Back in today's world, IT departments may not care much about how the record industry handles a burgeoning culture of song pirating off the Internet, except to notice which end-users downloaded the latest Tom Petty single.
Yet the impact could be far more profound, according to industry experts. The music industry may have been the first to grapple with these issues, but it may not be long before all kinds of proprietary, corporate information is beamed across the Internet in digital audio and video formats.
Other entertainment and media businesses are also grappling with how to protect intellectual property in cyberspace and will certainly take note of the unfolding events in the music industry.
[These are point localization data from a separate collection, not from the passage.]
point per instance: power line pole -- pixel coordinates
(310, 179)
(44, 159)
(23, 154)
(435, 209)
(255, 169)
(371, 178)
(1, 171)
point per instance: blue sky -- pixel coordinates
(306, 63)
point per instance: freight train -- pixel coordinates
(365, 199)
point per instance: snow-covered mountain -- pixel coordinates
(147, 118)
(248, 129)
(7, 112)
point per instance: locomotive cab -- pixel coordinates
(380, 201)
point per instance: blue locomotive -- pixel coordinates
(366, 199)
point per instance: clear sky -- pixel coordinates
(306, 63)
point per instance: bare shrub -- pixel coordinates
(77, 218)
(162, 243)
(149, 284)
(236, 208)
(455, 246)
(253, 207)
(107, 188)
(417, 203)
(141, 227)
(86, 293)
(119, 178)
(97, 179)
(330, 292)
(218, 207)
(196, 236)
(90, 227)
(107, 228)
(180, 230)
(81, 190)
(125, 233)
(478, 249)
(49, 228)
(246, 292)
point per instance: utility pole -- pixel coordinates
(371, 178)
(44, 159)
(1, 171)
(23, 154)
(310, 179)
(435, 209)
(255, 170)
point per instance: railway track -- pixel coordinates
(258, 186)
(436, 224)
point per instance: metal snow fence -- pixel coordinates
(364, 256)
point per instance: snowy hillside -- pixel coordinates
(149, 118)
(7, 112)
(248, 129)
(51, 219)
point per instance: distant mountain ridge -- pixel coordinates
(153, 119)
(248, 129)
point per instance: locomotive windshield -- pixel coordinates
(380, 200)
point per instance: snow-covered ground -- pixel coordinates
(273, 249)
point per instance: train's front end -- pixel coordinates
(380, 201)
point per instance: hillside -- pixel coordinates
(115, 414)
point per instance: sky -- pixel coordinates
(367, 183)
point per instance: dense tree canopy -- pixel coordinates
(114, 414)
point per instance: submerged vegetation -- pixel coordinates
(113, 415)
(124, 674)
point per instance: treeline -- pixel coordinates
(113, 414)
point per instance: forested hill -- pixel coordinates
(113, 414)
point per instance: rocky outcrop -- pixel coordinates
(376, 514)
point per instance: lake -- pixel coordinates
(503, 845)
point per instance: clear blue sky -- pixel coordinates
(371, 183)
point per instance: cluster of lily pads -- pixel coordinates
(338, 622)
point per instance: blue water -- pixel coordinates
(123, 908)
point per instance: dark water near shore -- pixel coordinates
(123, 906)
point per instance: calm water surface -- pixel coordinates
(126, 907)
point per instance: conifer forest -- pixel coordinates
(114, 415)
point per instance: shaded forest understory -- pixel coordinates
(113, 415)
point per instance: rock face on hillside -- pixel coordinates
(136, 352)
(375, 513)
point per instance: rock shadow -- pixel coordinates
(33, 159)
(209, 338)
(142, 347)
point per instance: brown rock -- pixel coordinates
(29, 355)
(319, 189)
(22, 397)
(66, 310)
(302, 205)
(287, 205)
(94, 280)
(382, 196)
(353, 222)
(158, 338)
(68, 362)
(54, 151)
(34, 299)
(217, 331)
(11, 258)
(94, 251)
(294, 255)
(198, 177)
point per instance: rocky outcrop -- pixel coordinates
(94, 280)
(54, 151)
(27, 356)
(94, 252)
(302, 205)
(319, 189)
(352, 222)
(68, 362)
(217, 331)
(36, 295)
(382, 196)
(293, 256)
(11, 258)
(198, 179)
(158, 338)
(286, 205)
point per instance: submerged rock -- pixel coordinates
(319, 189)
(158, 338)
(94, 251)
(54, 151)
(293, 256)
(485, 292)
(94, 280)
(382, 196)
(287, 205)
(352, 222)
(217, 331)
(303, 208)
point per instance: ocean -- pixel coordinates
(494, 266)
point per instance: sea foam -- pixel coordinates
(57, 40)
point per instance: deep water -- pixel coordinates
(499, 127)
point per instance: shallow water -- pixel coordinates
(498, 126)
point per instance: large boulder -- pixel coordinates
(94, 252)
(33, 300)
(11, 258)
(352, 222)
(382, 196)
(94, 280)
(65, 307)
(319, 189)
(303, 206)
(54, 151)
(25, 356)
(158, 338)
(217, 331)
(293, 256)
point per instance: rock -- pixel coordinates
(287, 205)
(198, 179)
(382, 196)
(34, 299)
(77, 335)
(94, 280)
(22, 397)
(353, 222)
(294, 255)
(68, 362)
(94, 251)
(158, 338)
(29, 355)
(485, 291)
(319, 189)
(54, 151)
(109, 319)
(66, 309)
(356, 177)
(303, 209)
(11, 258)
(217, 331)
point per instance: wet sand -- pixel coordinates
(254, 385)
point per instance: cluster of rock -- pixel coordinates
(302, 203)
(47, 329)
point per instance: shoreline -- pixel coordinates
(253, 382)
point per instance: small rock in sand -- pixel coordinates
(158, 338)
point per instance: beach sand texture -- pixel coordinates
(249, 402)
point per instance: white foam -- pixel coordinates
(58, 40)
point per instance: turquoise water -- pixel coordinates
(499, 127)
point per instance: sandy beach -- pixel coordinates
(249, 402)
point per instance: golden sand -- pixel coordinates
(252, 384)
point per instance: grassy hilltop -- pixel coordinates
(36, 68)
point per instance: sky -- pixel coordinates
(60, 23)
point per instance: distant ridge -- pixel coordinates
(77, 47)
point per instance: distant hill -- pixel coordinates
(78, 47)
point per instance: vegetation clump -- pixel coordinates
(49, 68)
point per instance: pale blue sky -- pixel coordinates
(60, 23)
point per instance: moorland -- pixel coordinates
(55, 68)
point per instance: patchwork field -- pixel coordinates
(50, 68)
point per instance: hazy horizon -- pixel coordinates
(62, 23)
But even beyond that, copyright protection and rights management could quickly become familiar concepts in corporate IT settings. Among the next industries to feel the impact of this trend will be those providing professional services, according to Michael Putnam, an analyst at Forrester Research, in Cambridge, Mass.
"Those companies will face the same issues that the music industry faces today: How do you protect content from being copied and distributed over the Internet?" said Putnam.
A recent Forrester study projected that the market for business services will jump from $22 billion in 1999 to $220 billion in 2003. Most of that new revenue is attributed to services that will be delivered through the Internet rather than by people.
For example, financial companies may want to provide video feeds or files of analyst reports. Rights management will be essential to maintaining control over that content, according to Putnam.
Rights management and licensing techniques could also lead to new uses of audio and video technologies, according to one provider of digital-content services.
"I could imagine a scenario where someone would be able to download an archived Webcast and replay it later on some sort of portable device," said Tom Scott, vice president of engineering at EDnet, in San Francisco. In addition to Webcasting services, the company provides wide-area connectivity for entertainment production houses.
"The way people obtain and use digital content could really change," Scott said.
And as that content spreads to machines that companies do not own or run, the way IT managers view security will probably change too. Tracking many of those security issues, which are being tested in the first phases of digital audio distribution, make the recording industry's trailblazing more than just an interesting sideshow.